Can type 2 diabetes change into type 1,perfect world international pw school teacher,diabetes type 2 diet advice zeer - 2016 Feature


Diabetes is an incurable condition in which the body cannot control blood sugar levels, because of problems with the hormone insulin.
Under normal circumstances, the hormone insulin, which is made by your pancreas, carefully regulates how much glucose is in the blood. After a meal, the amount of glucose in your blood rises, which triggers the release of insulin.
Type 1 diabetes is an autoimmune condition, and the immune system attacks the cells of the pancreas. The exact mechanisms that lead to Type 2 diabetes are not fully understood, but an underlying genetic susceptibility is usually present.
Gestational Diabetes - During pregnancy, some women experience heightened blood sugar levels and can't produce enough insulin to absorb it all.
Maturity onset diabetes of the young (MODY) - Caused by a mutation in a single gene and is also very rare.
If people living with Type 1 diabetes don't receive treatment they can develop very high blood sugar levels - hyperglycaemia - within days. At the same time, the body starts breaking down fat for fuel to counter the low levels of sugar available to the cells.
Those with Type 1 can also suffer a dangerous complication of treatment known as hypoglycaemia, which can cause a coma.
If treatment doesn't effectively control high blood sugar levels, it leaves a person with diabetes more vulnerable to infections. Type 2 diabetes tends to develop more gradually, which is one of the reasons why medical professionals think that so many cases go undiagnosed.
In the long-term, diabetes raises the risk of many conditions, including peripheral vascular disease (when the arteries to the extremities are damaged by atherosclerosis) and peripheral nerve damage. Type 2 diabetes is a chronic condition that effects the way your body metabolizes sugar to use as a fuel source. Insulin, a hormone produced in your pancreas, allows sugar (glucose) to enter cells to be used as a fuel source. Nerve damage, excess blood sugar damages smaller blood vessels that feed your nerve cells especially in your legs. Kidney damage, kidneys filter waste through a network of millions of tiny blood vessels and diabetes damages this intricate filtration system leading to kidney disease and possibly kidney failure. A new study from the researchers at the Harvard School of Public Health brings some very good news. Direct costs of diabetes according to the American Diabetes Association in 2012 was $245 billion USD which included $176 billion in direct costs and $69 billion in reduced productivity.

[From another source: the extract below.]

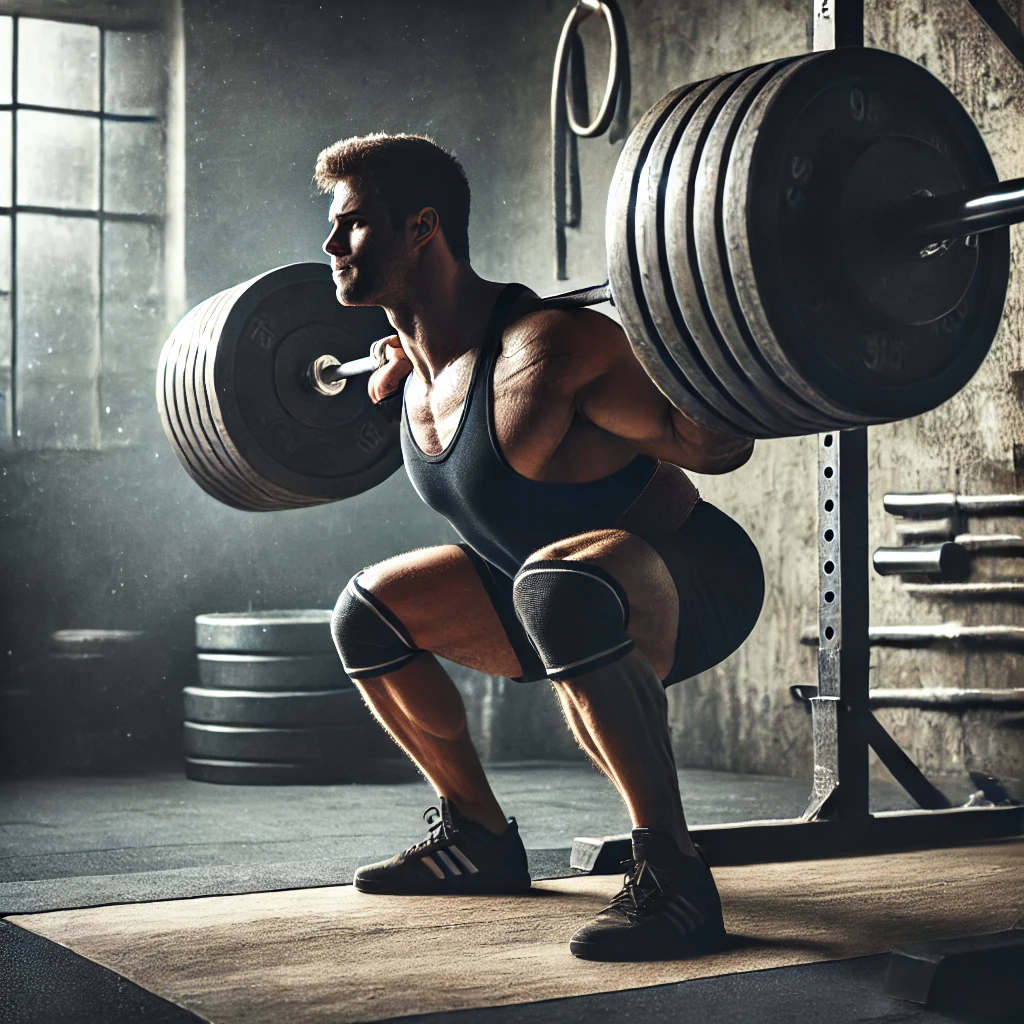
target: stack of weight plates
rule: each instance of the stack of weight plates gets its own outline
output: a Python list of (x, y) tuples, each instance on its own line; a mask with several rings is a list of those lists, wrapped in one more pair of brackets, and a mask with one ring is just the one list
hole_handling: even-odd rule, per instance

We all know that eating too much can be bad for our health, especially if we become overweight or obese. Obesity is the medical term for the accumulation of excess fat, leading to adverse effects on health and reduced life expectancy. Obesity can lead to increased risk of heart disease, type II diabetes, osteoarthritis and some types of cancer.
In the medieval period, obesity was a sign of status – only the wealthy were able to eat too much (and would have lower activity levels). It is very difficult to estimate the weight, and therefore the BMI of a skeletonised person, and because of that any estimates have wide error margins.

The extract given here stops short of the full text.